Outra vocalista brasileira radicada na Alemanha é Vivs Takahashi, à frente da banda Flowerleaf. Com uma proposta que transita entre o Metal Melódico e o Rock/Metal contemporâneo, a artista vem construindo uma trajetória marcada pela sensibilidade vocal e pela força interpretativa, contribuindo para a identidade do projeto. A Flowerleaf tem se destacado por unir elementos modernos a atmosferas emotivas e cinematográficas, ampliando seu alcance dentro da cena européia. A atuação de Vivs reforça o movimento de músicos brasileiros que, estabelecidos no exterior, conseguem desenvolver carreiras consistentes e autorais, levando suas raízes artísticas a novos públicos e contextos culturais.
Também a partir da Alemanha surge a base de uma das formações mais ambiciosas do rock progressivo contemporâneo, o Left Arm Jack. O projeto é liderado pelo guitarrista e produtor brasileiro atualmente radicado no Canadá, Gustavo Aragão, e tem como parceiro criativo o vocalista alemão Dominik Eckert, que juntos dão forma à identidade artística da banda. A colaboração, iniciada durante a pandemia, evoluiu rapidamente para uma produção contínua e altamente prolífica, resultando em um álbum de estreia, "Home", que já estabelece a estética cinematográfica e imersiva do grupo. Unindo composições complexas, atmosfera conceitual e uma abordagem multinacional que conecta Brasil, Canadá e Alemanha, o Left Arm Jack se destaca como um projeto que ultrapassa fronteiras geográficas, consolidando a parceria entre seus idealizadores como o núcleo central de sua proposta musical.
No epicentro de um movimento internacional de renovação do Power Metal, a Àlfar Quest desponta como um dos projetos mais ambiciosos da cena contemporânea. Liderada pelo músico brasileiro Carlos Bueno, atualmente radicado na Europa e figura central por trás dessa proposta artística, a banda constrói uma identidade que busca atualizar e expandir os limites do gênero, conectando tradição e modernidade em sua abordagem artística e conceitual. Ao seu lado, o vocalista Max Cruz, radicado nos Estados Unidos, contribui com interpretações marcantes que reforçam a grandiosidade e a teatralidade características do projeto. Com essa formação internacional, a Àlfar Quest simboliza a força criativa de uma nova geração de artistas brasileiros e colaboradores globais que vêm redefinindo os contornos do Power Metal no cenário mundial.

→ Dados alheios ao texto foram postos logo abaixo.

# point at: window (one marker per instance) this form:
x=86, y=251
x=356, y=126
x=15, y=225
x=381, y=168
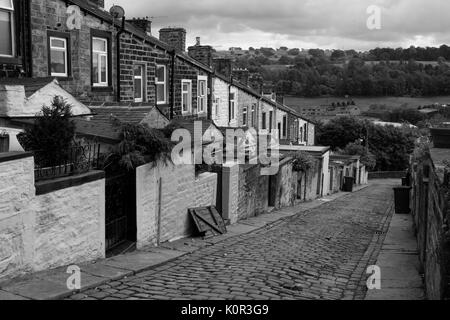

Reunindo trajetórias tão diversas, torna-se evidente como o Rock e o Heavy Metal contemporâneos são profundamente atravessados por dinâmicas internacionais, nas quais músicos brasileiros desempenham um papel cada vez mais relevante. Seja em carreiras individuais, projetos autorais ou colaborações em bandas espalhadas por diferentes países, esses artistas ajudam a construir pontes culturais que conectam cenas, públicos e estéticas distintas. Esse movimento revela uma expansão de possibilidades criativas, na qual identidade, técnica e adaptação se tornam elementos centrais de uma atuação global cada vez mais integrada.